Here is a minimal TypeScript example:

type JobResponse = {
  status: "processing";
  job_id: string;
  poll_url: string;
};

type CompletedJob<T> = {
  status: "completed";
  data: T;
  execution_ms?: number;
};

type FailedJob = {
  status: "failed";
  error_code: string;
  message: string;
};

async function submitExtraction(params: {
  apiKey: string;
  actionId: string;
  payload: Record<string, unknown>;
}): Promise<JobResponse> {
  const res = await fetch("https://api.anakin.io/v1/holocron/task", {
    method: "POST",
    headers: {
      "X-API-Key": params.apiKey,
      "Content-Type": "application/json"
    },
    body: JSON.stringify({
      action_id: params.actionId,
      params: params.payload
    })
  });

  if (res.status !== 202) {
    throw new Error(`Extraction submit failed: ${res.status} ${await res.text()}`);
  }

  return res.json();
}

async function pollJob<T>(apiKey: string, pollUrl: string): Promise<T> {
  const deadline = Date.now() + 30_000;

  while (Date.now() < deadline) {
    const res = await fetch(`https://api.anakin.io${pollUrl}`, {
      headers: { "X-API-Key": apiKey }
    });

    if (!res.ok) {
      throw new Error(`Polling failed: ${res.status} ${await res.text()}`);
    }

    const body = (await res.json()) as CompletedJob<T> | FailedJob | { status: "processing" };

    if (body.status === "completed") return body.data;

    if (body.status === "failed") {
      throw new Error(`${body.error_code}: ${body.message}`);
    }

    await new Promise(resolve => setTimeout(resolve, 1000));
  }

  throw new Error("Extraction timed out after 30s");
}

The important part is not the URL. It is the boundary.

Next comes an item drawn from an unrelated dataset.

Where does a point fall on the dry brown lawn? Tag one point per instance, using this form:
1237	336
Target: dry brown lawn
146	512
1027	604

Your agent code should call something like extractArticle(url) and receive an ExtractArticleResult. It should not know about job IDs, polling URLs, retries, browser sessions, or dataset storage.

Validate before the model sees it

Do not pass extracted data straight into a prompt. Validate it first.

import { z } from "zod";

const ArticleSchema = z.object({
  url: z.string().url(),
  title: z.string().min(1),
  author: z.string().optional(),
  published_at: z.string().optional(),
  markdown: z.string().min(200)
});

const raw = await pollJob<unknown>(apiKey, job.poll_url);
const article = ArticleSchema.parse(raw);

This catches the common silent failures: login walls, empty rendered output, cookie banners, blocked requests, or pages where the extractor found navigation text instead of article content.

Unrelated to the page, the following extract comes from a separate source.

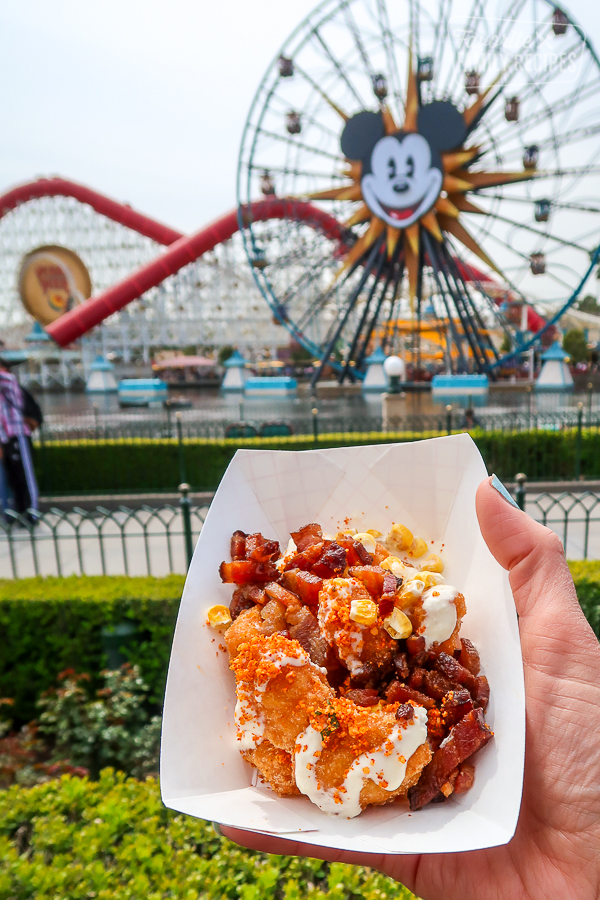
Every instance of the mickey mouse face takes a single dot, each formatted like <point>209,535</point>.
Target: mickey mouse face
<point>402,184</point>
<point>402,173</point>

A schema error is much cheaper than a bad model answer.

When a bigger platform is still the right choice

A direct extraction API is not always better. It is better for a specific class of problem.

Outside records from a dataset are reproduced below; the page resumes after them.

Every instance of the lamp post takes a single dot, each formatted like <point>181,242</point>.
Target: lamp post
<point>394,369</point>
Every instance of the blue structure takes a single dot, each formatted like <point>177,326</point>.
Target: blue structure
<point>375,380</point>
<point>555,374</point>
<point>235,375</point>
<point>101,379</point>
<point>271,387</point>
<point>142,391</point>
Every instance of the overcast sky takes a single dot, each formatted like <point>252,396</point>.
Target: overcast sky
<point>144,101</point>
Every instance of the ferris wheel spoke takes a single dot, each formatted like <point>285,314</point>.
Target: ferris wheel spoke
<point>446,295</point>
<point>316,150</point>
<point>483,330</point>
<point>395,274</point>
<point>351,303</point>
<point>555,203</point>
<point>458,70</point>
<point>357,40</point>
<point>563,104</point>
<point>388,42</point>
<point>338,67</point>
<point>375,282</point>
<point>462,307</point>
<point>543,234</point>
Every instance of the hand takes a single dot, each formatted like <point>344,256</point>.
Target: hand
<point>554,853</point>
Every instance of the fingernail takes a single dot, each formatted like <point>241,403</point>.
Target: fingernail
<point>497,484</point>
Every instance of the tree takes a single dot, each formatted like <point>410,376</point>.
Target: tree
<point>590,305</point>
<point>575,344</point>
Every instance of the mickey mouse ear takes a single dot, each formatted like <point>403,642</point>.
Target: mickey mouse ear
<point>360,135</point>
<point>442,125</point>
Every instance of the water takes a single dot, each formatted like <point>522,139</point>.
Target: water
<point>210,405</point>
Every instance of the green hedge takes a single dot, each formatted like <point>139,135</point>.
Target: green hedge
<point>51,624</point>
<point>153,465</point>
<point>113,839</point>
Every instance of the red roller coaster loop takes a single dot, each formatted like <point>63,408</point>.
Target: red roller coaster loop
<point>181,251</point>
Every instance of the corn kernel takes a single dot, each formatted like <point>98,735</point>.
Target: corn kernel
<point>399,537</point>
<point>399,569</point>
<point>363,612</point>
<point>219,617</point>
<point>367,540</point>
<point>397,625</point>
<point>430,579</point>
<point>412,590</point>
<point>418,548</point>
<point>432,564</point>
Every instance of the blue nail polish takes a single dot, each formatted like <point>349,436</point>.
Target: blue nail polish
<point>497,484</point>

Use a scraping orchestration platform when you need:

scheduled batch jobs
shared scraper reuse across teams
dataset storage and historical exports
proxy management at large scale
multi-step scraping pipelines
webhooks and job chaining

Tools like Apify fit this world well. Actor marketplaces, queues, storage, and proxy controls are useful when scraping is a platform concern inside your company.

Use the narrower API pattern when web data is just one tool inside an LLM system. In that case, every extra concept becomes something your agent code has to handle or hide.

Keep the scraper out of your agent logic

The practical rule I use is simple: the model should never depend on a scraping provider's native output format.

Put a small adapter in front of it:

provider response
→ adapter
→ validated domain object
→ LLM prompt or tool result

That lets you swap providers, add fallbacks, cache successful extractions, and test your agent without hitting the network.

A good next step is to pick one existing LLM workflow that fetches web data and write down the exact JSON shape it needs. Then add validation at that boundary. You will usually find that the scraping code can get smaller once the contract is explicit.